Lautenschlager was born in the small village of Magstadt, Baden-Württemberg, near Stuttgart in Germany. At 14, his poor parents sent him to Stuttgart to train as a machinist in Stuttgart. In 1894 he left for Switzerland, working in Zurich and Luzernand also worked in a bicycle factory in Chemniz, Saxony. After five years he returned to Stuttgart at the age 22 and applied for a job as mechanic at the works of Gottlieb Daimler. There he worked his way up to the position of test driver and then as a mechanic for the company's race cars.
In 1908, Lautenschlager was given the opportunity to drive one of three Mercedes racing cars and he drove to victory in the French Grand Prix at Dieppe, France. He returned to his factory job rather than joining the racing circuit as a permanent driver and raced only a few more times until achieving great fame on July 14, 1914 at Lyon, France.
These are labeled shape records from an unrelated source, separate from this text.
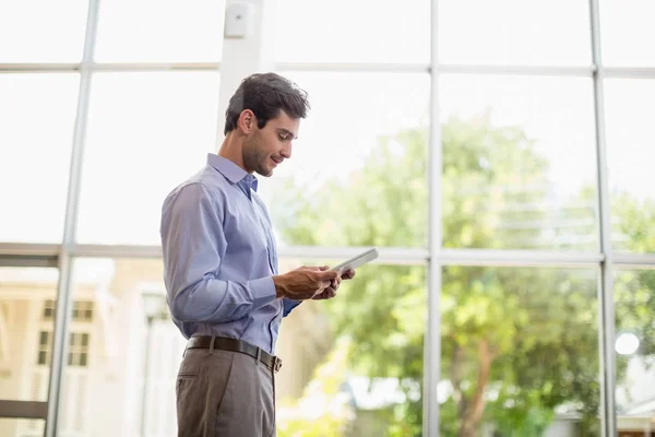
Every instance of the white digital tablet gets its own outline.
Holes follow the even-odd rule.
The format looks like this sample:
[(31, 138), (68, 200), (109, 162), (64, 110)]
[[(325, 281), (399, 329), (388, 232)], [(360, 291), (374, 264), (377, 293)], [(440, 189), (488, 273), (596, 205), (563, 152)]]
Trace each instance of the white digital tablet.
[(368, 249), (368, 250), (357, 255), (356, 257), (350, 258), (347, 261), (342, 262), (338, 265), (334, 265), (330, 270), (336, 270), (336, 271), (338, 271), (340, 274), (349, 269), (355, 270), (358, 267), (364, 265), (367, 262), (374, 260), (376, 258), (378, 258), (378, 255), (379, 255), (378, 248), (373, 247), (371, 249)]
Considered one of the great Grand Prix events in motor-racing history, 37 cars from 13 manufacturers in 6 different countries competed in the French Grand Prix race that for the first time had a limit on the size of the engine allowed, set at 4.5 litres. Against a top field led by Frenchman Georges Boillot. However Boillot, who had won the race the past two years, had to drive flat out to try to keep the Mercedes behind him and, on lap 18, Lautenschlager passed the struggling Peugeot to take over the lead. On the last lap Boillot retired, collapsing over the steering wheel in tears. The German Mercedes team finished 1,2 and 3, with Lautenschlager taking victory for the second time.
The onset of World War I ended Grand Prix motor racing in Europe and in the early 1920s Lautenschlager raced on a semi-regular basis but without much success. He competed in the 1922 Targa Florio, finishing in tenth place. In 1923, he traveled to the United States to compete in the Indianapolis 500 as part of a three-car Mercedes team. Driving vehicles equipped with the first supercharged engine in the race's history, their effort proved less than successful and Lautenschlager finishing 23th crashing out after just 14 laps. His Mercedes team mates Max Sailer and Christian Werner finished in 8th and 11th places respectively. The following year brought no victories and he retired from racing.
Christian Lautenschlager worked for Daimler until his retirement. He died at the age of 76 in Untertürkheim, a suburb of Stuttgart.